Temperature sensors tell the battery management software how to adjust the AC or the heat in the housing to keep everything on an even keel.
After the S400, Daimler will turn its attention to the upcoming battery-electric version of its Smart micro-mini car.
There's no well-defined timeline, but several executives said that the nickel metal-hydride batteries now used in the test versions of the electric Smart and slated to be used in production versions, ultimately will be replaced with lithium-ion battery packs. It could be 2015, though, before that shift occurs.
Fuel Cells
Daimler believes hydrogen fuel-cell vehicles ultimately will replace battery-electrics as the ultimate alternative fuel vehicle, and in Spain the company reiterated its intent to replace the A-class fuel cell vehicles it now is using as test beds for the technology with larger B-Class models in 2010.
The B-class fuel-cell electric cars will use a next generation system that is smaller but more powerful than the system in the A-Class models, said Herbert Kohler, Daimler's chief environmental officer and advanced engineering guru.
The new system will produce about 55 percent more power than the A-class system: 123 horsepower versus 85 hp and 236 pound-feet of torque versus 155.

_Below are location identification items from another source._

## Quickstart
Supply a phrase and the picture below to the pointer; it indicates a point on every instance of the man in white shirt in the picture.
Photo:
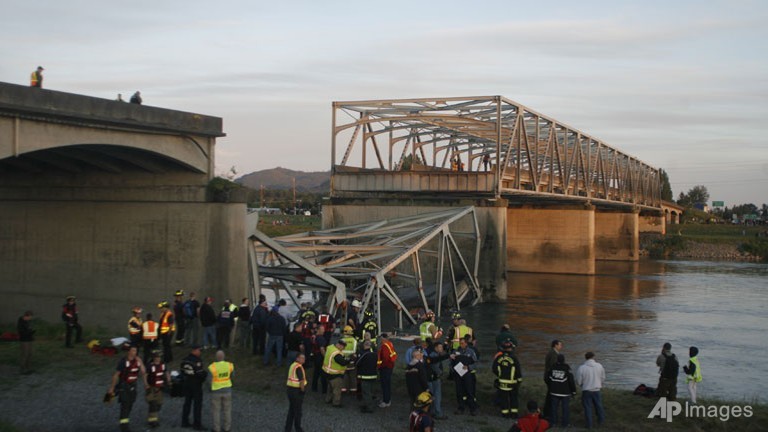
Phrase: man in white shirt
(590, 377)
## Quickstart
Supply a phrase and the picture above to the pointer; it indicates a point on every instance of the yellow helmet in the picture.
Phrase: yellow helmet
(424, 399)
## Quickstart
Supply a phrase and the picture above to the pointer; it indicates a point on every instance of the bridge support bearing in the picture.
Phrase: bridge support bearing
(617, 236)
(551, 240)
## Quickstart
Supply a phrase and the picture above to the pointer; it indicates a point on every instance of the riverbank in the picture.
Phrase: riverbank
(65, 392)
(707, 242)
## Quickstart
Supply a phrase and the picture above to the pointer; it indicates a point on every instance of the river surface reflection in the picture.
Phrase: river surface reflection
(628, 311)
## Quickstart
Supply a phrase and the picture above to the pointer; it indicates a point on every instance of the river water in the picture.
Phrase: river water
(626, 313)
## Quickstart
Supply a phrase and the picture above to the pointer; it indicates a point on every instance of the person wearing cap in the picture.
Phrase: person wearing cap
(296, 388)
(178, 313)
(532, 421)
(562, 386)
(692, 372)
(387, 357)
(275, 328)
(334, 366)
(158, 377)
(420, 420)
(26, 336)
(194, 375)
(505, 334)
(36, 79)
(70, 317)
(124, 383)
(134, 326)
(549, 362)
(366, 373)
(506, 369)
(591, 377)
(208, 322)
(221, 391)
(167, 327)
(458, 331)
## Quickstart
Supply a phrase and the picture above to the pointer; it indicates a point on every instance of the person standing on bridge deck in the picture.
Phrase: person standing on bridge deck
(36, 79)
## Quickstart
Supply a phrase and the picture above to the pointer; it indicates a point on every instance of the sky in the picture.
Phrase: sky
(682, 85)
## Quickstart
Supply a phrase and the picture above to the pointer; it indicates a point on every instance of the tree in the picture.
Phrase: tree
(697, 194)
(666, 188)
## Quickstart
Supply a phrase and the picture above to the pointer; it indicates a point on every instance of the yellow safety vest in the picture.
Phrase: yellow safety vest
(134, 329)
(221, 372)
(458, 334)
(293, 376)
(150, 330)
(330, 366)
(424, 330)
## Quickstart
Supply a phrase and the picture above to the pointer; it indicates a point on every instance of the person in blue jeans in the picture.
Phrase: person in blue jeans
(561, 386)
(276, 328)
(590, 377)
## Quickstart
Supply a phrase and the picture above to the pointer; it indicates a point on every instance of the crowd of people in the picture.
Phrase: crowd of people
(357, 361)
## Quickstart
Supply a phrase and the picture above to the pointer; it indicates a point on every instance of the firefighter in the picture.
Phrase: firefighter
(334, 366)
(70, 316)
(149, 334)
(506, 369)
(458, 331)
(350, 350)
(158, 376)
(420, 420)
(134, 326)
(124, 383)
(178, 313)
(167, 327)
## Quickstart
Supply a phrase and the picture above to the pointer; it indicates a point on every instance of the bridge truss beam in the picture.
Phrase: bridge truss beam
(403, 261)
(535, 153)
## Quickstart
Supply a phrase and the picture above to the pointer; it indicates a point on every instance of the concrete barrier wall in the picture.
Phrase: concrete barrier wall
(114, 256)
(553, 240)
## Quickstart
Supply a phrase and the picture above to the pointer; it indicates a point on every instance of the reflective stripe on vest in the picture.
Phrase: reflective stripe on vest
(165, 325)
(330, 366)
(696, 375)
(220, 375)
(131, 371)
(293, 377)
(134, 325)
(150, 330)
(459, 333)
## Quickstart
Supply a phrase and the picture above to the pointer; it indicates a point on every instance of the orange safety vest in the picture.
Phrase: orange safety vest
(293, 376)
(165, 325)
(150, 330)
(134, 326)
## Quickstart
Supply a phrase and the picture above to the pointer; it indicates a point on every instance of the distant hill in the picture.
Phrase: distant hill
(282, 178)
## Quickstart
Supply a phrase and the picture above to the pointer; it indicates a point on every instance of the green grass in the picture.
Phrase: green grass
(297, 224)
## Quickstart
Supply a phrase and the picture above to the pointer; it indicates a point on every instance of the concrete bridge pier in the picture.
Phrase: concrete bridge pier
(557, 239)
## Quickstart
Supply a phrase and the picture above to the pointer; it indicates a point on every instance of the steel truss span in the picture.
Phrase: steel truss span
(537, 154)
(429, 260)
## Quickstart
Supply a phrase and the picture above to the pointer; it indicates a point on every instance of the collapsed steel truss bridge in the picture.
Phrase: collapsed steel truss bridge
(403, 261)
(525, 153)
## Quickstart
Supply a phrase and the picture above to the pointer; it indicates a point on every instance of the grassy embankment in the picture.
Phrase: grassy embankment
(625, 412)
(716, 238)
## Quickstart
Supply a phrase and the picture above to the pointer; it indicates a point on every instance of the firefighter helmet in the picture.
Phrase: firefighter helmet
(424, 399)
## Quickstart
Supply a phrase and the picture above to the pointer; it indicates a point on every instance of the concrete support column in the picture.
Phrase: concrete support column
(617, 236)
(551, 240)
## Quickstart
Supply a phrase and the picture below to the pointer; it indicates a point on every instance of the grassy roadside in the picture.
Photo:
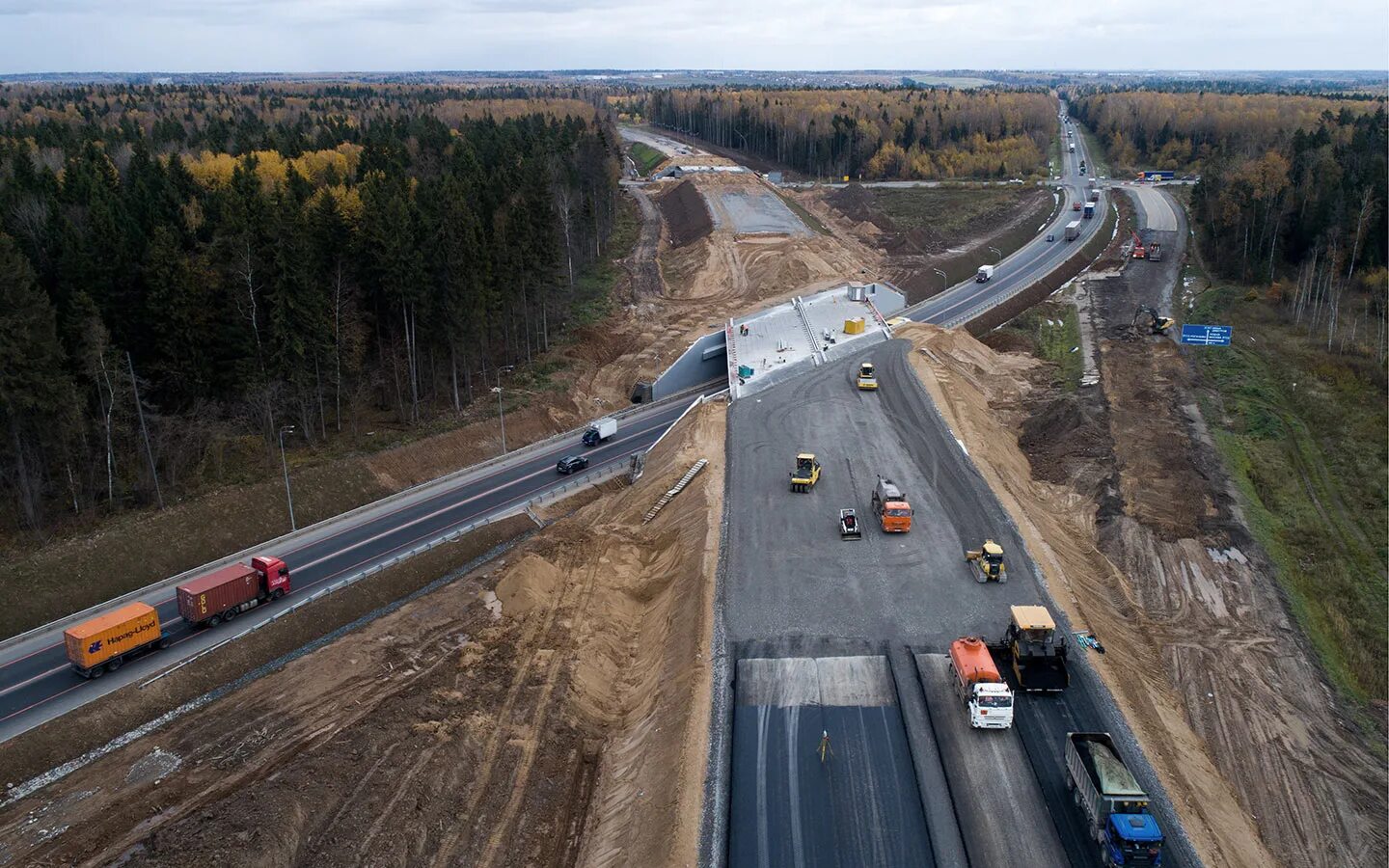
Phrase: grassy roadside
(646, 157)
(1051, 332)
(128, 550)
(260, 653)
(1009, 240)
(1098, 163)
(1302, 434)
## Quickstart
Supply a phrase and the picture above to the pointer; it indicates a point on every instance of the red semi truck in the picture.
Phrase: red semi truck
(224, 593)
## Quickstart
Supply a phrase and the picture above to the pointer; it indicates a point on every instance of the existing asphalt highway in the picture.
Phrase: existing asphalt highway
(1028, 264)
(37, 684)
(796, 595)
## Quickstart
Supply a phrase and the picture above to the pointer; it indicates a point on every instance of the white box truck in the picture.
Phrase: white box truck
(600, 431)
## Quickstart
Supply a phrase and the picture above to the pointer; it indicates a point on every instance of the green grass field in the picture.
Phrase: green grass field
(1302, 432)
(952, 210)
(1054, 332)
(947, 210)
(646, 157)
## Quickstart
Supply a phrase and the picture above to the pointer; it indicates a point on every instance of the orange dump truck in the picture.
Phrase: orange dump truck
(103, 643)
(890, 505)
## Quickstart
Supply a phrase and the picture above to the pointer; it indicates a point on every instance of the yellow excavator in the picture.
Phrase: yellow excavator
(805, 474)
(988, 562)
(1158, 324)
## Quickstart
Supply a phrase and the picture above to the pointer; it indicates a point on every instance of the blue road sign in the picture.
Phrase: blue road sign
(1206, 335)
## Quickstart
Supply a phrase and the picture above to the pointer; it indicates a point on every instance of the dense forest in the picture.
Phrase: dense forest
(1291, 195)
(185, 271)
(902, 132)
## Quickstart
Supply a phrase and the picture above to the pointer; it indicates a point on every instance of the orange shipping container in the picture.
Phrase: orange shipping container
(106, 637)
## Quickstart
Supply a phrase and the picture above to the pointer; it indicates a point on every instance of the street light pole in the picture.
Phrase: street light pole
(502, 413)
(289, 496)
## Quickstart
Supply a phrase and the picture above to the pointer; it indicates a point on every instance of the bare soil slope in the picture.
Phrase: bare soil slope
(550, 710)
(1142, 545)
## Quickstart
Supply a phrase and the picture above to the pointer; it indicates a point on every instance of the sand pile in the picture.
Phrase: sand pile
(549, 709)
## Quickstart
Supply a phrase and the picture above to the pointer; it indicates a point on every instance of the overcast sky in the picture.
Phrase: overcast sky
(375, 35)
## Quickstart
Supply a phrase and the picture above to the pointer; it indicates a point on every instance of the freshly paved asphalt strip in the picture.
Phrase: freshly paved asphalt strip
(801, 800)
(990, 779)
(38, 685)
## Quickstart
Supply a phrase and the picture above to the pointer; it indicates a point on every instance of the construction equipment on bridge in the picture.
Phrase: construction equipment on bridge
(849, 526)
(890, 505)
(867, 376)
(988, 562)
(805, 474)
(1156, 322)
(1036, 649)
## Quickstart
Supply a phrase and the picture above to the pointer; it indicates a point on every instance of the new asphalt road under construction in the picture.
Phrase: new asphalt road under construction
(849, 746)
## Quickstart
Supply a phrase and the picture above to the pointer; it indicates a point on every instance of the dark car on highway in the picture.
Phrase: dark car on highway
(571, 463)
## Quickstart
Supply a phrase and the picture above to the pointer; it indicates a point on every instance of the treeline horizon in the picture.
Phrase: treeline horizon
(1292, 195)
(867, 133)
(253, 258)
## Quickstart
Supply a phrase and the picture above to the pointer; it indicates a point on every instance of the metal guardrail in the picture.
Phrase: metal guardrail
(517, 454)
(590, 476)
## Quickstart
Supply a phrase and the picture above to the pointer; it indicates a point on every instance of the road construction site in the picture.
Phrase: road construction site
(467, 726)
(796, 597)
(1175, 583)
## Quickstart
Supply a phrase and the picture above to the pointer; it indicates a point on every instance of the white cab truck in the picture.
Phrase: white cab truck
(600, 431)
(987, 697)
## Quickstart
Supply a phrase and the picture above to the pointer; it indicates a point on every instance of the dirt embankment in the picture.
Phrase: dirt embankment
(687, 215)
(915, 231)
(546, 710)
(1126, 508)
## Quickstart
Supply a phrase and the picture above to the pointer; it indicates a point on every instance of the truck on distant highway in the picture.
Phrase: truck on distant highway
(890, 505)
(600, 431)
(100, 644)
(1113, 801)
(979, 685)
(231, 590)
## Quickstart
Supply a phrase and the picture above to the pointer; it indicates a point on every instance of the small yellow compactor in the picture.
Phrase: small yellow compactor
(805, 474)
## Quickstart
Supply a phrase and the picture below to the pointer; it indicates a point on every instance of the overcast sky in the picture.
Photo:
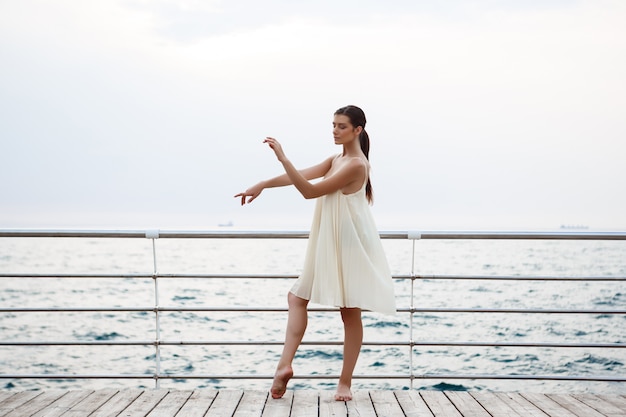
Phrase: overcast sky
(150, 113)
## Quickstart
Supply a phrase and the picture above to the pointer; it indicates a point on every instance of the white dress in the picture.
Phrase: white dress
(345, 264)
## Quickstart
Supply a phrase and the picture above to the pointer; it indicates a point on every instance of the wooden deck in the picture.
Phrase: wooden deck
(163, 403)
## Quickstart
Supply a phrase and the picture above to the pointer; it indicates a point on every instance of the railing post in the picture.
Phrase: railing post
(413, 236)
(153, 235)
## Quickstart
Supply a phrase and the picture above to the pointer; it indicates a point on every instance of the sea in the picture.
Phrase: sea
(427, 258)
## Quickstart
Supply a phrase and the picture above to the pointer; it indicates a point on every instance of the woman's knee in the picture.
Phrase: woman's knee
(351, 316)
(296, 302)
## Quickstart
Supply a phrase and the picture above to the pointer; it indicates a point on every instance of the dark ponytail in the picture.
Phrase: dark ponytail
(357, 118)
(364, 140)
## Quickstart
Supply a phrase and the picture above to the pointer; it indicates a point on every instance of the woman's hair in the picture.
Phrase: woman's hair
(357, 118)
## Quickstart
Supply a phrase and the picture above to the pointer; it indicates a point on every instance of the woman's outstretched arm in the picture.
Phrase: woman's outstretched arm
(316, 171)
(354, 171)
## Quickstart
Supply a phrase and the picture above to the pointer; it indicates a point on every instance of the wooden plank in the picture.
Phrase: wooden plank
(412, 404)
(547, 405)
(601, 405)
(198, 403)
(439, 404)
(575, 406)
(144, 403)
(225, 403)
(63, 404)
(386, 404)
(280, 406)
(171, 404)
(305, 403)
(37, 403)
(17, 400)
(331, 407)
(495, 405)
(251, 404)
(466, 404)
(91, 403)
(521, 405)
(361, 404)
(117, 403)
(618, 401)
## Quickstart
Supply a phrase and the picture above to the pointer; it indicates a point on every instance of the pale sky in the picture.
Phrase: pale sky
(484, 114)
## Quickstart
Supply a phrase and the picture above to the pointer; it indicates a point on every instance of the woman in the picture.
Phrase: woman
(345, 265)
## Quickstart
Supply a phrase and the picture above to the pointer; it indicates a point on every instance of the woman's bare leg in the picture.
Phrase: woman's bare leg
(353, 338)
(296, 325)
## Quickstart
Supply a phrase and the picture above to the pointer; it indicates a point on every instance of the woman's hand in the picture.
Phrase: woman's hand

Sat the same time, maximum range is expected to more than double, to 250 miles from 100 miles, and fuel economy is expected to increase by 30 percent, to the hydrogen equivalent of almost 75 miles per gallon.
It Takes Money
To keep all of this technology moving forward, Mercedes-Benz has been among the industry's biggest spenders on R&D, Kohler said, budgeting 4.1 billion euros, or about $6 billion, in 2007 alone.
"For the upcoming years, 2008 through 2010, we will invest close to 14 billion euros" more, he said.
It is an investment, said Kohler, not only in technology but, more important, "in our future."